Department of Gynaecology and Obstetrics, Radboudumc, Nijmegen, the Netherlands.
Division of Human Nutrition and Health, Wageningen University and Research, Wageningen, the Netherlands.
Reprod Fertil. 2022 May 30;3(2):C14-C22. doi: 10.1530/RAF-21-0110. eCollection 2022 Apr 1.
Endometriosis is the most prevalent benign gynaecologic disease with invalidating effects on the quality of life and decreased economic productivity. As pharmacologic and surgical treatment are only partially effective, women look for self-management strategies in order to control their symptoms. Many dietary interventions have been claimed successful. But it is unclear whether these effects are caused by the idea of taking control of the symptoms by adhering to a diet or by the dietary intervention itself. In order to gain more evidence with regard to the mechanisms behind the effect of dietary intervention in the management of endometriosis, a number of issues need to be addressed for future studies. First, we need clearly defined endpoints in our studies. Secondly, we have to be aware of the difference between the effects of diet on the risk of developing endometriosis and the effects of diet on symptoms in women with already established endometriosis. Thirdly, it may be difficult to strictly define the intervention diet and the control or placebo diet. Fourthly, we have to define endometriosis-related as well as patient-related factors that may influence the success of a dietary intervention. Fifthly, we have to understand the biological mechanisms behind the perceived effects of dietary interventions. These issues will be addressed in this opinion paper.

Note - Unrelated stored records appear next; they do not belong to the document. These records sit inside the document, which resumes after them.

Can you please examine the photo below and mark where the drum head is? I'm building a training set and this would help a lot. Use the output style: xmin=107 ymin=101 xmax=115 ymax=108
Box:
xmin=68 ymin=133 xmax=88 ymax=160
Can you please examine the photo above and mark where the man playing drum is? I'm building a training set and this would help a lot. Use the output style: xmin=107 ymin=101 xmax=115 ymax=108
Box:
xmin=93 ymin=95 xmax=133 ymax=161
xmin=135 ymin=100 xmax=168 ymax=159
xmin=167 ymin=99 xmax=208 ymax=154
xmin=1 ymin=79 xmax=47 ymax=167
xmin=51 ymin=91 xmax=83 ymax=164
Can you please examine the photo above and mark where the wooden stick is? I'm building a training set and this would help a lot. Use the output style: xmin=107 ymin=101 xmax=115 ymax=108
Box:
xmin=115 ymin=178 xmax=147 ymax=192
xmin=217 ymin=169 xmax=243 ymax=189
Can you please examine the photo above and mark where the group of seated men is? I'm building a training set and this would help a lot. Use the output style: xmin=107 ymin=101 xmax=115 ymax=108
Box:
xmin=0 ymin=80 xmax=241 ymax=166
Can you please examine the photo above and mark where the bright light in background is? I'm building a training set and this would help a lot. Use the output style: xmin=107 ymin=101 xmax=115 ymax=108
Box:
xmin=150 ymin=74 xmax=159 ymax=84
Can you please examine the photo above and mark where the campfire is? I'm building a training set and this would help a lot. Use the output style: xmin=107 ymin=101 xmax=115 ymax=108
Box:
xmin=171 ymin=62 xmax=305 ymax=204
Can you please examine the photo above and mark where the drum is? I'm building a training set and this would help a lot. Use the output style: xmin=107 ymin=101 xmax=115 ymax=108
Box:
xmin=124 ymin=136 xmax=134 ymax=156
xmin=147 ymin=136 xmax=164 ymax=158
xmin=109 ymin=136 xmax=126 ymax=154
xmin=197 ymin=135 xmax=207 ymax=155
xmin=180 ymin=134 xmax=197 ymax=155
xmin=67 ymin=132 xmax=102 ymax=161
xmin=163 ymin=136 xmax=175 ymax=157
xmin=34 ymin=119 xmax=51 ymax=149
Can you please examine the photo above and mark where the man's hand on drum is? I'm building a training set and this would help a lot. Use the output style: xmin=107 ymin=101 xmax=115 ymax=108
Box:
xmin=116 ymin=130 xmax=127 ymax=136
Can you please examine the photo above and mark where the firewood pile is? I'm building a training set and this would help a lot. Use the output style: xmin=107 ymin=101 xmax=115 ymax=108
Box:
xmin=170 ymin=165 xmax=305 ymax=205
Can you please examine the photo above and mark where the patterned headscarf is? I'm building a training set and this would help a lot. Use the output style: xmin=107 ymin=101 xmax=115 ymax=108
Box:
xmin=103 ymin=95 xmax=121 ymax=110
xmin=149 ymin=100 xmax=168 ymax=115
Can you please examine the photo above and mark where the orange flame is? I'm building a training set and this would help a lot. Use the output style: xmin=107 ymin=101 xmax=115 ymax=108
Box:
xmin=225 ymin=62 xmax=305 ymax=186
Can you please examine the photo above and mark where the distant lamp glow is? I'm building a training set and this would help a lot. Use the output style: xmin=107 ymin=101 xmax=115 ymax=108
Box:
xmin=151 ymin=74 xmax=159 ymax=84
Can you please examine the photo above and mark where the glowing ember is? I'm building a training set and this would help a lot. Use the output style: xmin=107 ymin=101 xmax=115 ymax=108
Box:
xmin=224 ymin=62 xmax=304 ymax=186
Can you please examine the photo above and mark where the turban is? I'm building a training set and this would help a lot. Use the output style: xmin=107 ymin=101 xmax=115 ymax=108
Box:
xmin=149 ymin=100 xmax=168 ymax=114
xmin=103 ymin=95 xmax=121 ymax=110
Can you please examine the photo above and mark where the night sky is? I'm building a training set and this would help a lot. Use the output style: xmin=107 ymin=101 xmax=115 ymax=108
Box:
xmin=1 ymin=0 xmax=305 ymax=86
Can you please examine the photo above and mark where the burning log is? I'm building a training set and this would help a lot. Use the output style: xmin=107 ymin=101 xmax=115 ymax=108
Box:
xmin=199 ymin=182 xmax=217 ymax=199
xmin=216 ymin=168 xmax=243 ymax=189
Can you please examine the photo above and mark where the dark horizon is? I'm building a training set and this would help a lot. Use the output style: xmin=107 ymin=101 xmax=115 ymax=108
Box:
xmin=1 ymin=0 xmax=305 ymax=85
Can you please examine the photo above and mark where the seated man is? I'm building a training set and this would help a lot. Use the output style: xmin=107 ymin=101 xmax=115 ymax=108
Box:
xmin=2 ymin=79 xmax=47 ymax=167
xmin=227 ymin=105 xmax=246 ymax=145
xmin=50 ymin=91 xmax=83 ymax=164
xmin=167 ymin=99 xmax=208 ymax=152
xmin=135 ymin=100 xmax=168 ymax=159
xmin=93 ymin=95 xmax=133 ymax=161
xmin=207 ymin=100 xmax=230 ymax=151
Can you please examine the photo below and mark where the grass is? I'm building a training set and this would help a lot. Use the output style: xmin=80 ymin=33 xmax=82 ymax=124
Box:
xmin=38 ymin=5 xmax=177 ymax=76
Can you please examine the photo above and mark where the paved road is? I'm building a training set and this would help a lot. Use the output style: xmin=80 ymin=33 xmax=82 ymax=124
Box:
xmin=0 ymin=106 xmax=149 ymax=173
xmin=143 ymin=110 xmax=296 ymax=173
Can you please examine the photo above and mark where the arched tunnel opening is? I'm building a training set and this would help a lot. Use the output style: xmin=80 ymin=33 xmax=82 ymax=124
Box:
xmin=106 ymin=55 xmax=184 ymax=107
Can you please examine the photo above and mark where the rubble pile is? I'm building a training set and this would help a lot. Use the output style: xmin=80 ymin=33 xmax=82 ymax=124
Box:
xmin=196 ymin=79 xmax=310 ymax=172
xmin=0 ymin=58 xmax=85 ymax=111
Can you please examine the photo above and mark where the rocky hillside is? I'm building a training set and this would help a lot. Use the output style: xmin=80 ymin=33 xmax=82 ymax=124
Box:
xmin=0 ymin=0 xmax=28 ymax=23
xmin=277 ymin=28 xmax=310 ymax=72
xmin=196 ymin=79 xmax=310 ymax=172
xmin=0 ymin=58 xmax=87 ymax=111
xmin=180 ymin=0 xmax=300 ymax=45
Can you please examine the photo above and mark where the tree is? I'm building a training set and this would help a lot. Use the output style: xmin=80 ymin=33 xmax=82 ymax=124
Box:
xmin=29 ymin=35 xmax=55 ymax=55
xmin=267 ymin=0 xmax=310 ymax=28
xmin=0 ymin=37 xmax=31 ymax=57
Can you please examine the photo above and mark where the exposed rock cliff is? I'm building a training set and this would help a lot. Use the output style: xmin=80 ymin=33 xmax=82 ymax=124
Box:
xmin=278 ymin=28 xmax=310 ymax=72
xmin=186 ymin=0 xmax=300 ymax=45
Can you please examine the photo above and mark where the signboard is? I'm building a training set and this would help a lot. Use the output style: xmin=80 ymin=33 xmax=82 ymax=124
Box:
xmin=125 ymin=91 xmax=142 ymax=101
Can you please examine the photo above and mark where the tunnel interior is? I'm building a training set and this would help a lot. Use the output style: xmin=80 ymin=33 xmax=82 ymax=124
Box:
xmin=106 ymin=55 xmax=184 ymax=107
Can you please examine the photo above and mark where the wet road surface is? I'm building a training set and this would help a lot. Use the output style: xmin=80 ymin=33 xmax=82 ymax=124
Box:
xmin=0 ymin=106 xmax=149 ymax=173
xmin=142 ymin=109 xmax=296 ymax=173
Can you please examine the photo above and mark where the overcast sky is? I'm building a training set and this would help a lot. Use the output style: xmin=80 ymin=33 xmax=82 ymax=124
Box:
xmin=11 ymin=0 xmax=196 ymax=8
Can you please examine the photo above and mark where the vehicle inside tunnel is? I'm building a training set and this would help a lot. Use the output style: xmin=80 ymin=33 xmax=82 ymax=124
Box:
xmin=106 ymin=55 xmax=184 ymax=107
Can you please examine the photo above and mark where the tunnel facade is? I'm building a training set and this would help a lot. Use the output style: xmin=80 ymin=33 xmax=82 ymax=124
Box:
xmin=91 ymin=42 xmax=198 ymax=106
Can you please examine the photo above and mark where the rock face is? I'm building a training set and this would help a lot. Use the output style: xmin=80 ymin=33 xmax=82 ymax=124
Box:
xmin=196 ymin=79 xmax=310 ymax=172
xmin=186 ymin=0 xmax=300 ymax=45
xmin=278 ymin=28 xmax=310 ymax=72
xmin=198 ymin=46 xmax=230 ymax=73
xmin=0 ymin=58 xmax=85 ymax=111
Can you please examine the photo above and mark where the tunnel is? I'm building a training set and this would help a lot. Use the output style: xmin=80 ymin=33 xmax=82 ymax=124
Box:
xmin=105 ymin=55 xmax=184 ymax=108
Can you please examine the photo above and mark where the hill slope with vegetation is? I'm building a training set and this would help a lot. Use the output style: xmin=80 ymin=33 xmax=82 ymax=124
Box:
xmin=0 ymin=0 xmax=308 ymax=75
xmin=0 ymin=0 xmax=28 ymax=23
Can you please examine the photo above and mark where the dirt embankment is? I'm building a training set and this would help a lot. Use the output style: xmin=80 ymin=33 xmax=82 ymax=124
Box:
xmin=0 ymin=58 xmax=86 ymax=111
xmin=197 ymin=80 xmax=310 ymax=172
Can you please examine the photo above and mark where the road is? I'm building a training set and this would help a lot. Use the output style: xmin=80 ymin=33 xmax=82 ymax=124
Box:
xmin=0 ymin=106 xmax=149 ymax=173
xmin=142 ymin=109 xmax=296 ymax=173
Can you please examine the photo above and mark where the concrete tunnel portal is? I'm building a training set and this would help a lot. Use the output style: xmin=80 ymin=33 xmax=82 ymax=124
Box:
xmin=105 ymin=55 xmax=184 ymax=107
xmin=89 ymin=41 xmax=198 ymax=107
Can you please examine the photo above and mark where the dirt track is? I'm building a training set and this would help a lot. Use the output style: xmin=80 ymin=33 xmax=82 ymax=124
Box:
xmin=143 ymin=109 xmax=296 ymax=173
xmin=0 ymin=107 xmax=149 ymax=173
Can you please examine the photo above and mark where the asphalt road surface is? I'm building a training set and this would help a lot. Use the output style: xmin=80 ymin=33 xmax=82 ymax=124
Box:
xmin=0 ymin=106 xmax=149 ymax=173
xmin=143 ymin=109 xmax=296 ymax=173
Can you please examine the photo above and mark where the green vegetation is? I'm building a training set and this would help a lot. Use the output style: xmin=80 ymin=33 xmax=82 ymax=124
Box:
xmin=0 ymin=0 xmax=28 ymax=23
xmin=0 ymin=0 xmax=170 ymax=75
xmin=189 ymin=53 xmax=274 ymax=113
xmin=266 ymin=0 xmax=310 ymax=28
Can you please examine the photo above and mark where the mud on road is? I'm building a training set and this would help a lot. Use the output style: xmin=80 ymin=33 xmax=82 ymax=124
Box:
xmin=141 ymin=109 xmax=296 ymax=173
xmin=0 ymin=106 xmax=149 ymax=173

Endometriosis, defined as the presence of endometrium-like tissue located outside the womb, is a gynaecologic disease that affects many women. They experience severe pain, making it difficult for them to go to school or work. Medication or surgery is often not enough to relieve their pain. Therefore, these women look for ways to suppress their pain by changing their way of life. Changing their diet is an option that is often chosen by women with endometriosis. Many women experience that changing their diet helps to suppress pain symptoms. But it is not clear why changing the diet is effective. Processes in the body could be changed by taking or avoiding specific nutrients, but the effect could also be caused by the empowerment that women experience by adhering to a diet. If we want to learn more about the effect of diet on endometriosis, we have to pay attention to the following issues: first, it is important to exactly define the goal of a new study. Secondly, we have to realize that there is a difference between the study of the effect of diet on the risk of developing endometriosis and the effect of diet on endometriosis that has already developed. Thirdly, we have to realize that it can be difficult to define what the diet contains and how a control group should be defined. Fourthly, it is important to define factors that make it difficult to adhere to a diet. Fifthly, we need to try to understand what happens in the body that may cause the effect of a diet in endometriosis. In this opinion paper, these issues will be addressed.
子宫内膜异位症是最常见的良性妇科疾病,对生活质量和经济生产力具有无效影响。由于药物和手术治疗仅部分有效,因此女性寻求自我管理策略来控制其症状。许多饮食干预措施已被证明是成功的。但是,尚不清楚这些效果是由于通过坚持饮食来控制症状的想法引起的,还是由饮食干预本身引起的。为了获得更多有关饮食干预在子宫内膜异位症管理中作用机制的证据,未来的研究需要解决一些问题。首先,我们需要在研究中明确界定终点。其次,我们必须意识到饮食对发生子宫内膜异位症风险的影响与饮食对已确诊的子宫内膜异位症妇女症状的影响之间的区别。第三,严格定义干预饮食和对照或安慰剂饮食可能很困难。第四,我们必须定义与子宫内膜异位症相关以及可能影响饮食干预成功的患者相关因素。第五,我们必须了解饮食干预背后的感知效果的生物学机制。本意见文件将讨论这些问题。
子宫内膜异位症是一种妇科疾病,其特征是子宫外存在类似子宫内膜的组织。这种疾病会导致许多女性出现严重的疼痛,从而使她们难以上学或工作。药物或手术通常不足以缓解疼痛。因此,这些女性会通过改变生活方式来寻找抑制疼痛的方法。改变饮食是患有子宫内膜异位症的女性经常选择的一种方法。许多女性会发现,改变饮食有助于抑制疼痛症状。但是,尚不清楚为什么改变饮食会有效。通过摄取或避免特定营养素,可能会改变体内的某些过程,但是这种效果也可能是由于女性通过坚持饮食而获得的赋权所引起的。如果我们想了解饮食对子宫内膜异位症的影响,我们必须注意以下问题:首先,必须准确定义新研究的目标。其次,我们必须意识到,研究饮食对子宫内膜异位症风险的影响与饮食对已经发展的子宫内膜异位症的影响之间存在差异。第三,我们必须意识到,定义饮食的组成和对照组的定义可能很困难。第四,必须定义难以坚持饮食的因素。第五,我们需要尝试了解可能导致饮食在子宫内膜异位症中起作用的体内发生了什么。在本意见文件中,将讨论这些问题。